4 Replies to “Milk quota removal could cost EU farmers €4 billion”
These are interesting findings, Alan. But wherever there are losses, there are also gains. Do the studies in question who will be the winners from the phasing out of milk quotas? I would expect that some farmers would do better, and of course there will be gains to consumers from cheaper prices. Will the losses be concentrated among certain countries/regions?
Indeed, some farmers in some EU countries will come out winners from the removal of quotas but if the numbers in this study are correct, they will be relatively few. They will be farmers in countries with low marginal costs of expanding milk production. Bear in mind that milk prices on average will fall by over 10% in this study compared to the baseline, and because of the shape of the marginal cost curve it would require a much greater percentage increase in milk production for farmers even to maintain income, let alone increase it.
A 10% reduction in price translates directly into 10% less revenue and income, but a 10% increase in production requires farmers to incur costs so will not be sufficient to offset the income consequences of the price cut.

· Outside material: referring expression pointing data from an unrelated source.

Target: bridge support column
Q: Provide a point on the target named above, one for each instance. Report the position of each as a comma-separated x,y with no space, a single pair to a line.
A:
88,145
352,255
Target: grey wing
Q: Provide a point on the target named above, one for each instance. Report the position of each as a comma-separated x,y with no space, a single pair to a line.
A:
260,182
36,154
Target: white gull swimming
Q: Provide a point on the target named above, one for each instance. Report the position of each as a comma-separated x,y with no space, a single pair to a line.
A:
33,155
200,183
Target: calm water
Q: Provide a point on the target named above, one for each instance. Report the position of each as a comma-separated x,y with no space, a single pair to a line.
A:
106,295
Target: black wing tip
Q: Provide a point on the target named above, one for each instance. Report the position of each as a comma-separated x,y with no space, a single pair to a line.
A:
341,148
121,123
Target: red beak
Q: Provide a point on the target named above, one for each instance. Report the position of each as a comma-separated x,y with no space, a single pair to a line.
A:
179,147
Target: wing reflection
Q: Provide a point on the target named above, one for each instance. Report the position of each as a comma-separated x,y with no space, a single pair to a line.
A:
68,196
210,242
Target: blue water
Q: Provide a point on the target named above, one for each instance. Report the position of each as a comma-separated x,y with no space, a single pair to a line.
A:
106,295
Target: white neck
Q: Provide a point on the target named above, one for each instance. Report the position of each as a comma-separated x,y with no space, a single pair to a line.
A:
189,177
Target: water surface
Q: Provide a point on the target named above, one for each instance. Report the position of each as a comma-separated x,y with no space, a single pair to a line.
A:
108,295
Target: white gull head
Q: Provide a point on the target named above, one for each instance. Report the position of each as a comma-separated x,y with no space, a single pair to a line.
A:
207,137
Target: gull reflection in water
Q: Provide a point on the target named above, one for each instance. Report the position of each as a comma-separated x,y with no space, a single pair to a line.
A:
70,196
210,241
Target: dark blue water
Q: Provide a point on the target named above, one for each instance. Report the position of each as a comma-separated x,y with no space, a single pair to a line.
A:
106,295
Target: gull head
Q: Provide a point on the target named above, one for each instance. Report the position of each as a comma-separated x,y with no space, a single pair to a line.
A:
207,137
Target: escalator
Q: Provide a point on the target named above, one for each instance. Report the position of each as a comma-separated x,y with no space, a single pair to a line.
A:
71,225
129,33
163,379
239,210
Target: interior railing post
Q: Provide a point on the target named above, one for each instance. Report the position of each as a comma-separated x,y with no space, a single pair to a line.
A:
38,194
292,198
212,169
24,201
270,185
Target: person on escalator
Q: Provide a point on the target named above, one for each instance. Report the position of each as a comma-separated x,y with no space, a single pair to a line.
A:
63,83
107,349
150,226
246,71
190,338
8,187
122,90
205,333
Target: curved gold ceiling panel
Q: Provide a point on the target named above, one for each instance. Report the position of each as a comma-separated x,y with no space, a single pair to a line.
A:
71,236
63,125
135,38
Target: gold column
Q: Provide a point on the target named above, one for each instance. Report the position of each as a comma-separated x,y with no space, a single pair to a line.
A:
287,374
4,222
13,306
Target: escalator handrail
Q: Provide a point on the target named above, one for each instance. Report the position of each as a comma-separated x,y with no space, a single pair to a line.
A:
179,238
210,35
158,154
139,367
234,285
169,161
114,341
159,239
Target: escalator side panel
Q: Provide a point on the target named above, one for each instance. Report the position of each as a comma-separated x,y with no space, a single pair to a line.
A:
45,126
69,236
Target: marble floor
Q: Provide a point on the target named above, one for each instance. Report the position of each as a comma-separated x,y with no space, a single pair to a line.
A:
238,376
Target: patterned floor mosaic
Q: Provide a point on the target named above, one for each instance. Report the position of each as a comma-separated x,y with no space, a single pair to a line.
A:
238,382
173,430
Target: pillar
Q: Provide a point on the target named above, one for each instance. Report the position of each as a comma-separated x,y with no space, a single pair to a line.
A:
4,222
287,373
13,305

And there are relatively few countries in the Toulouse study where milk production is expected to be more than 10% higher when quotas are eliminated. They include Belgium, Spain, Ireland, Netherlands and Austria. In all other countries production increases by less than 10% or could even fall. So in these countries not only the income of dairy farmers but also the value of the dairy sector in terms of gross output will fall.
Among producers there will be very significant restructuring as many small farmers who have been kept in existence by the quota regime will simply disappear.
Consumers of course will be the main beneficiaries, but some of these beneficiary consumers live in importing countries and their gain in welfare is not included in adding up the totals for the EU. In fact, EU dairy policy had the paradoxical effect of putting a floor under world prices, to benefit of dairy farmers in third countries including developing countries, but hurting consumers depending on imported EU milk powder and butter oil. With the removal of quotas, EU milk production will expand, reversing these effects.
I should have added in that last comment that one of the ways in which farmers’ incomes are safeguarded when quotas are removed is that the cost to those farmers who are leasing quota in order to expand production falls away, thus providing some immediate compensation for the fall in price. However, most dairy farmers own the majority of their quota and so do not enjoy this cushion of flexibility.
How do costs of production in the EU compare with dairy farmers in other parts of the world? Are they higher? How much higher, and how much of this is due to the need to buy or rent quota. I have met dairy farmers in the Netherlands who say that quota is their main cost of doing business.